Aumenta il numero degli occupati, mentre decresce rispetto al 2015 il numero di pensionati, che si riduce di quasi 115.000 unità: il rapporto attivi/pensionati tocca quindi nel 2016 quota 1,417, dato migliore dal 1997 (primo anno utile al confronto). E’ un dato fondamentale per la tenuta di un sistema pensionistico a ripartizione come quello italiano ed è uno dei dati forniti dal Quinto Rapporto “Il Bilancio Previdenziale italiano”, a cura del Centro Studi e Ricerche Itinerari Previdenziali.

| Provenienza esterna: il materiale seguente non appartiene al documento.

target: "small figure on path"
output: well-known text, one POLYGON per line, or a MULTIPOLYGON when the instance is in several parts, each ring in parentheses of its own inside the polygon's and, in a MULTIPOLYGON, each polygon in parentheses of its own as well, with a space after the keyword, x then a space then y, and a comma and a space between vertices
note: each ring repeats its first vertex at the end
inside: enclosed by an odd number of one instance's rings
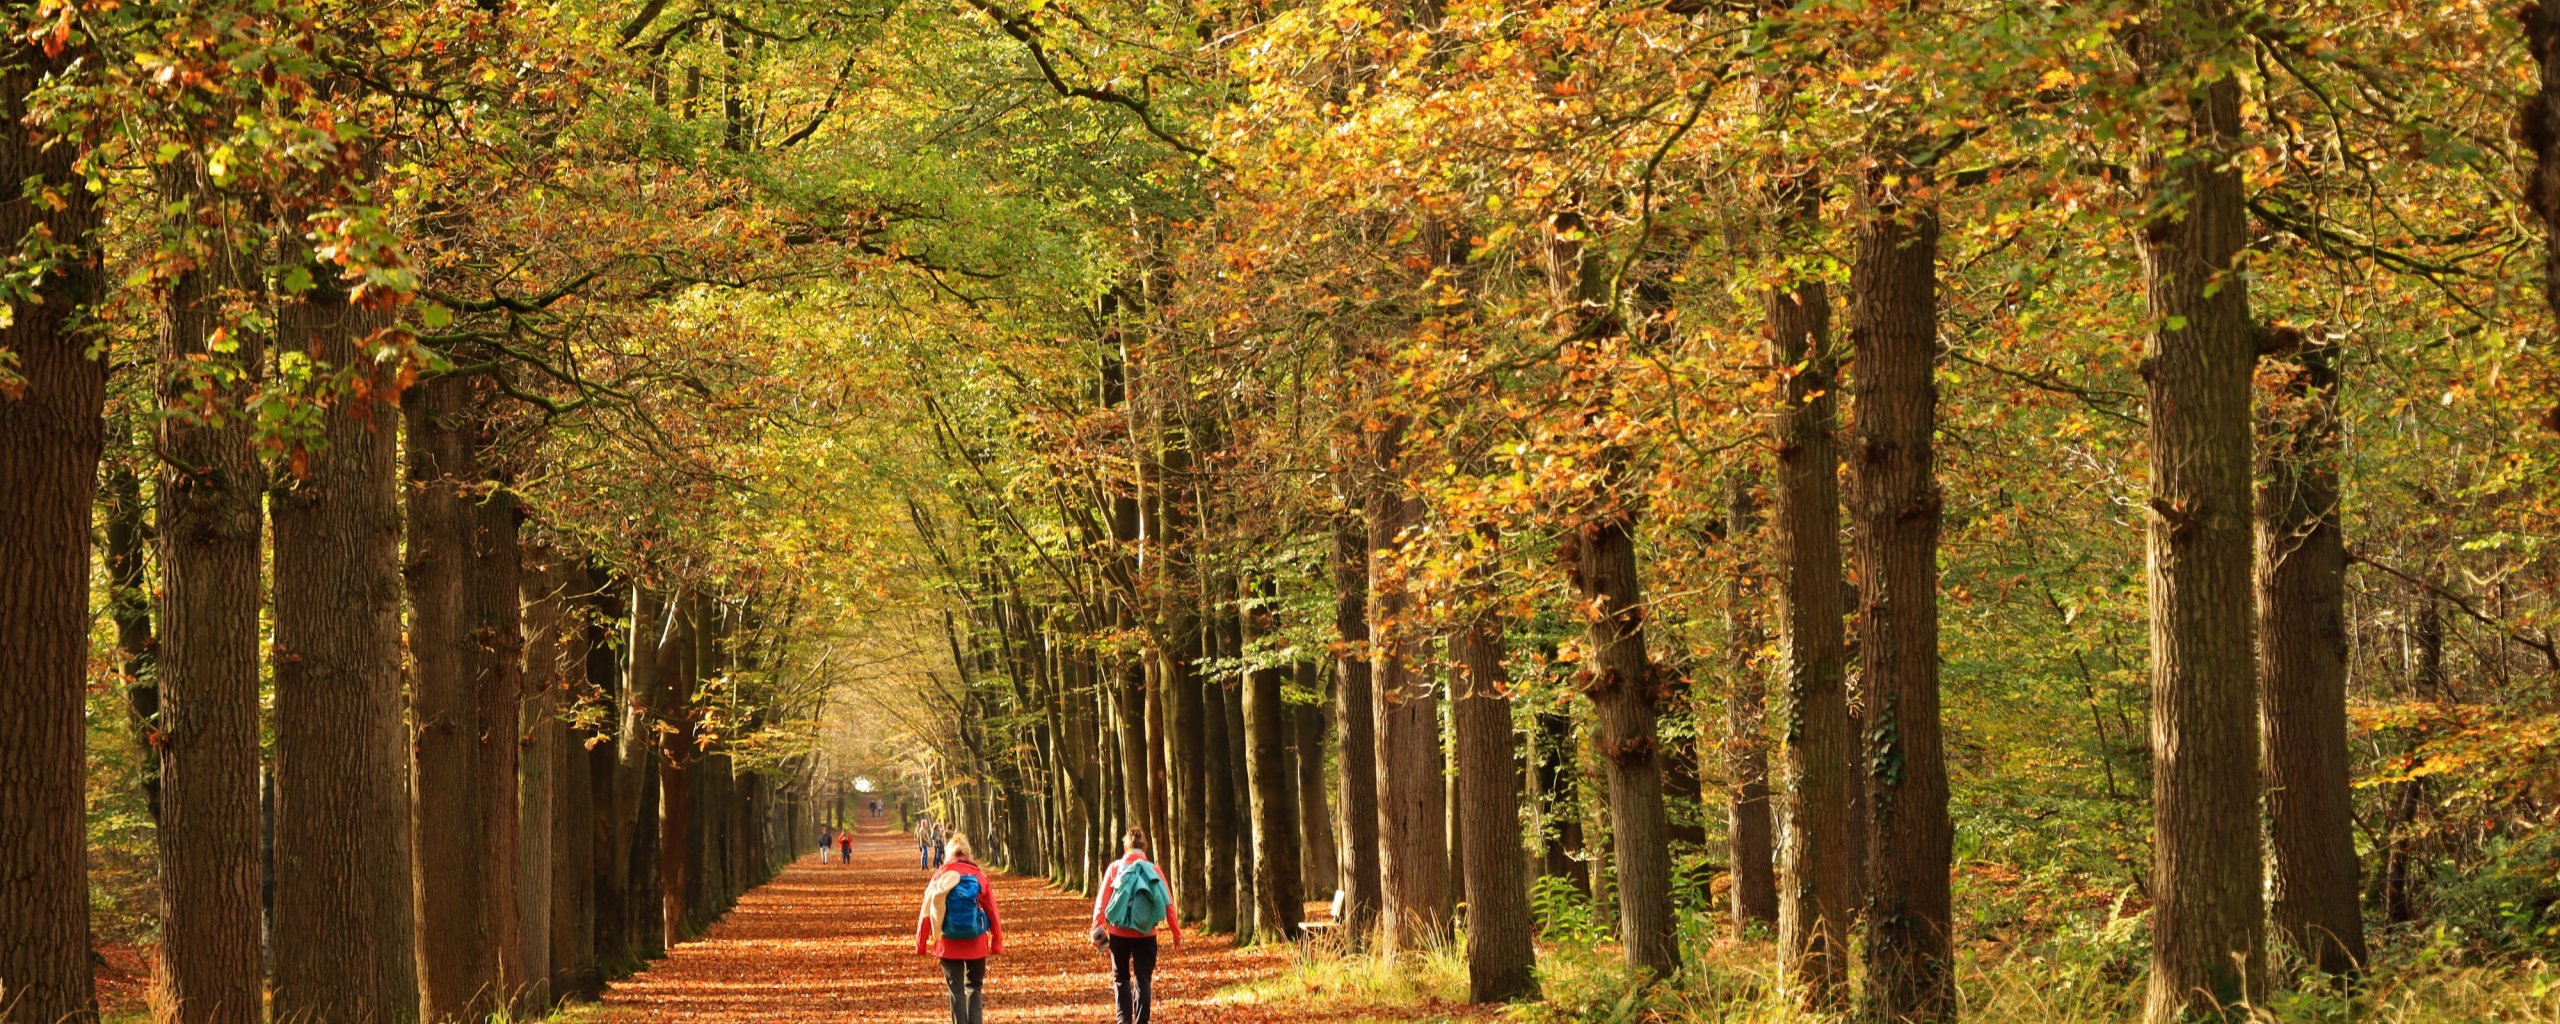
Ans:
POLYGON ((968 837, 954 833, 949 844, 951 860, 924 887, 916 955, 941 958, 951 1024, 986 1024, 987 958, 1004 952, 1004 922, 987 873, 969 859, 968 837))
POLYGON ((1150 1024, 1155 1011, 1156 923, 1173 932, 1173 948, 1182 948, 1182 918, 1173 908, 1173 889, 1147 859, 1147 833, 1130 829, 1120 838, 1128 852, 1103 872, 1102 891, 1093 897, 1093 944, 1111 954, 1111 995, 1119 1008, 1119 1024, 1150 1024))
POLYGON ((933 819, 916 819, 916 870, 933 870, 933 819))
POLYGON ((836 853, 838 854, 838 857, 837 857, 837 862, 838 862, 838 863, 841 863, 841 864, 852 864, 852 863, 853 863, 853 833, 851 833, 851 832, 838 832, 838 833, 836 833, 836 853))
POLYGON ((833 825, 818 826, 818 863, 826 863, 828 851, 835 848, 836 827, 833 825))

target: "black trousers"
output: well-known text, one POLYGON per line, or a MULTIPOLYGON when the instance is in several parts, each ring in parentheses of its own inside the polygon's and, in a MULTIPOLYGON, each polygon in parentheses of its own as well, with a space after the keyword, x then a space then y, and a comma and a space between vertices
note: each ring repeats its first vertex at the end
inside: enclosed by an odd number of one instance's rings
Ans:
POLYGON ((942 982, 951 986, 951 1024, 986 1024, 987 962, 942 961, 942 982))
POLYGON ((1149 1024, 1156 1002, 1156 937, 1109 939, 1111 995, 1120 1009, 1120 1024, 1149 1024))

Il Rapporto fornisce una visione d’insieme del complesso sistema di welfare italiano, illustrando gli andamenti della spesa pensionistica, delle entrate contributive e dei saldi nelle differenti gestioni pubbliche e privatizzate che compongono il sistema pensionistico del Paese e opera al contempo un’utile riclassificazione della spesa all’interno del più ampio bilancio dello Stato. Complessivamente i dati contenuti nel Rapporto evidenziano come l’andamento della spesa per le pensioni sia assolutamente sotto controllo.

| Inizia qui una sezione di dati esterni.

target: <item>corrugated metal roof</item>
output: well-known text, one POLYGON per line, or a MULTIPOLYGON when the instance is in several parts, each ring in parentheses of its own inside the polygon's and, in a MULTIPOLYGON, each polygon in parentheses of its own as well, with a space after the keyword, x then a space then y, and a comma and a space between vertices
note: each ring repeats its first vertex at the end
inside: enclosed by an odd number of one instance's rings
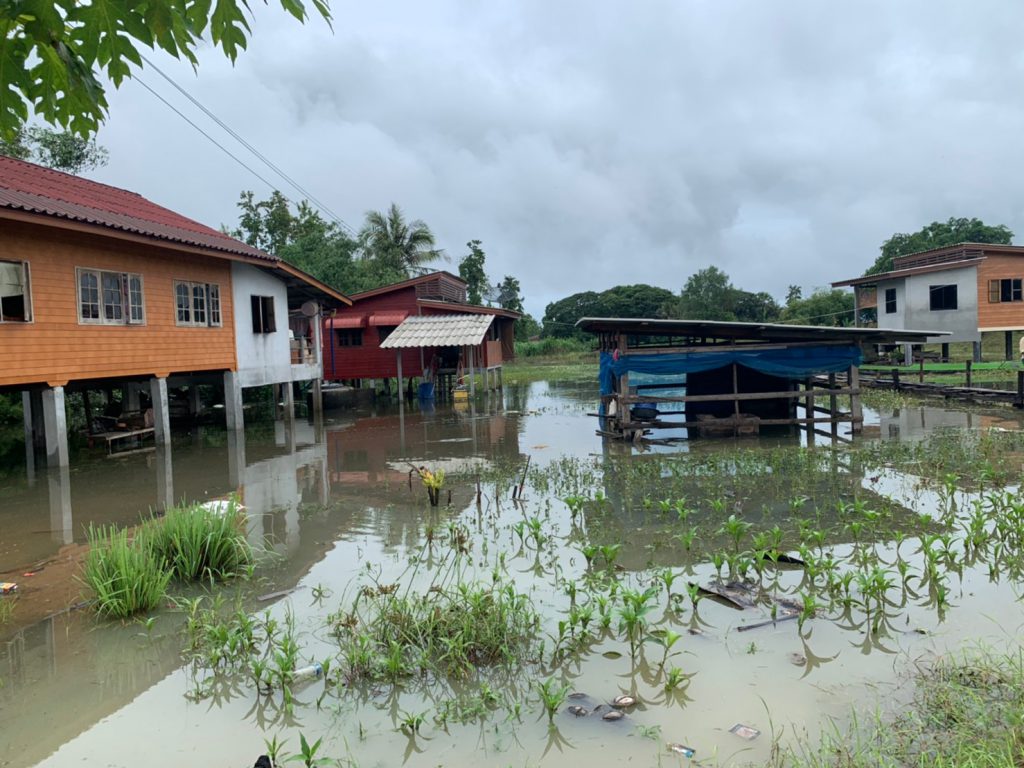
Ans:
POLYGON ((108 184, 0 156, 0 208, 277 263, 258 248, 108 184))
POLYGON ((381 349, 461 347, 484 340, 493 315, 414 315, 407 317, 380 345, 381 349))

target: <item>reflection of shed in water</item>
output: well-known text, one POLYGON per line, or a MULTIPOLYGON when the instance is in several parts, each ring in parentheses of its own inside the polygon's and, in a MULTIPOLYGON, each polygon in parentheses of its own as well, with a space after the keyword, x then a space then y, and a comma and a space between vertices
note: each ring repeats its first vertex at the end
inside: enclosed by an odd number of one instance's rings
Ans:
POLYGON ((863 423, 858 369, 865 344, 922 342, 934 331, 833 328, 708 320, 593 318, 602 428, 639 439, 649 429, 756 434, 863 423), (630 376, 646 377, 643 383, 630 376), (675 390, 675 391, 670 391, 675 390), (848 410, 840 410, 840 401, 848 410), (682 406, 681 411, 670 408, 682 406), (802 413, 800 411, 802 410, 802 413), (682 420, 670 417, 682 416, 682 420))

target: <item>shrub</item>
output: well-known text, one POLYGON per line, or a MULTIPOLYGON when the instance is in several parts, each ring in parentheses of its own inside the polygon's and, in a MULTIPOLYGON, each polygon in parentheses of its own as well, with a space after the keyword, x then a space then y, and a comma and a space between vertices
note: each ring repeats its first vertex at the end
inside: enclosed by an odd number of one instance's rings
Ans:
POLYGON ((578 339, 549 337, 516 342, 516 357, 592 357, 593 353, 592 343, 578 339))
POLYGON ((101 615, 123 619, 160 604, 171 574, 152 550, 114 527, 90 525, 88 539, 82 580, 101 615))

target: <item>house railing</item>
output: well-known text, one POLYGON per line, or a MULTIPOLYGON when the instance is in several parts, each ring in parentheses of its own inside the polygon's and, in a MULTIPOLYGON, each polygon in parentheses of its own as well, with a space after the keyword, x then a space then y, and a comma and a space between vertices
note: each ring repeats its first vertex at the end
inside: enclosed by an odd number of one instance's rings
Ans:
POLYGON ((313 365, 316 363, 316 354, 309 339, 302 336, 292 339, 290 342, 292 350, 292 365, 313 365))

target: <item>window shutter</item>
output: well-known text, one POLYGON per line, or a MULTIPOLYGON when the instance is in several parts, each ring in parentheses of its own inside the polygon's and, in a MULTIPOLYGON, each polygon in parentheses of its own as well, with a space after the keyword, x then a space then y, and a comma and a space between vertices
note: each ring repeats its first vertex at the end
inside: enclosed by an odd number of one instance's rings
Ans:
POLYGON ((277 324, 274 322, 274 297, 264 296, 263 300, 266 302, 263 315, 263 330, 265 333, 273 333, 277 330, 277 324))
POLYGON ((989 280, 988 281, 988 301, 990 304, 997 304, 999 302, 999 281, 989 280))
POLYGON ((259 296, 250 296, 249 301, 252 305, 252 332, 263 333, 263 302, 259 296))

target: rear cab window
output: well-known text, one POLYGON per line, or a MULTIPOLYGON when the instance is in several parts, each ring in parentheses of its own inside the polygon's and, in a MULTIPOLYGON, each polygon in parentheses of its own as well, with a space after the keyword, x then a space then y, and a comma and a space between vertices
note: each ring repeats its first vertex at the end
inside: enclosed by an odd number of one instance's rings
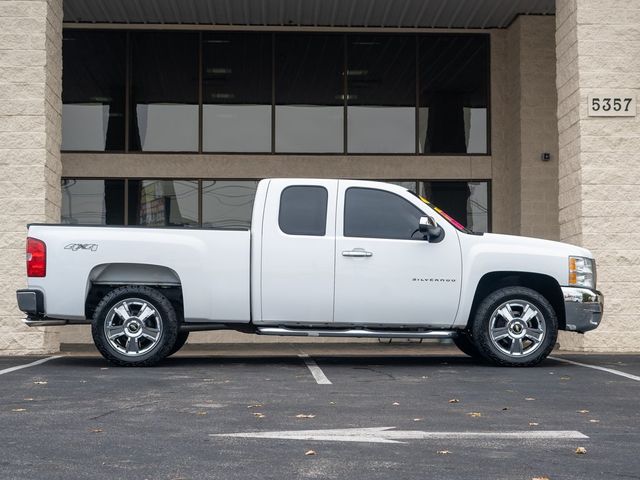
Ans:
POLYGON ((293 185, 280 194, 278 225, 287 235, 322 237, 327 231, 327 189, 293 185))

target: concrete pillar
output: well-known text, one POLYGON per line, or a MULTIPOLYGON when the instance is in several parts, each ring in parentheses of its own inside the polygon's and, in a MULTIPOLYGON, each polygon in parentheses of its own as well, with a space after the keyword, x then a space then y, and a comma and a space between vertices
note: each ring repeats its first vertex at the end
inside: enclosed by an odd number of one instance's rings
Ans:
POLYGON ((640 116, 589 117, 590 94, 640 93, 640 6, 558 0, 556 56, 560 238, 590 249, 605 294, 600 328, 561 345, 637 351, 640 344, 640 116))
POLYGON ((58 350, 20 322, 27 222, 60 221, 62 0, 0 2, 0 351, 58 350))

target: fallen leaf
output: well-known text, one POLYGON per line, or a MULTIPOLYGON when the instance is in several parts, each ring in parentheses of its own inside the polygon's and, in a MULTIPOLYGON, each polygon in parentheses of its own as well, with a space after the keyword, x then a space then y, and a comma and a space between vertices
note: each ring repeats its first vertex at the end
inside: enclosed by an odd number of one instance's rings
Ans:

E’ interessante anche notare che il rapporto tra numero di prestazioni in pagamento e popolazione tocca quota 2,638, di fatto una prestazione per famiglia (spesso di tipo assistenziale). Nel 2016, risultano in pagamento in Italia 4,1 milioni di prestazioni di natura interamente assistenziale (invalidità civile, accompagnamento, di guerra) e ulteriori 5,3 milioni di pensioni che beneficiano, in una o più quote, di parti assistenziali (maggiorazioni sociali, integrazioni al minimo, importi aggiuntivi etc). L’insieme di queste prestazioni ha riguardato 4.104.413 soggetti, per un costo totale annuo di oltre 21 miliardi di euro. Secondo Alberto Brambilla, presidente del Centro Studi e Ricerche Itinerari Previdenziali è necessario separare la spesa previdenziale da quella assistenziale al fine di fare chiarezza su spese molto diverse tra loro per finalità e modalità di finanziamento. Ciò anche al fine di evitare che si dica che la previdenza pubblica (pensioni previdenziali artigiani, commercianti, lavoratori dipendenti, etc.) è in deficit. Non bisogna infatti dimenticare che il nostro modello di welfare prevede per finanziare le pensioni previdenziali una tassa di scopo, i contributi sociali, mentre l’assistenza è finanziata dalla fiscalità generale.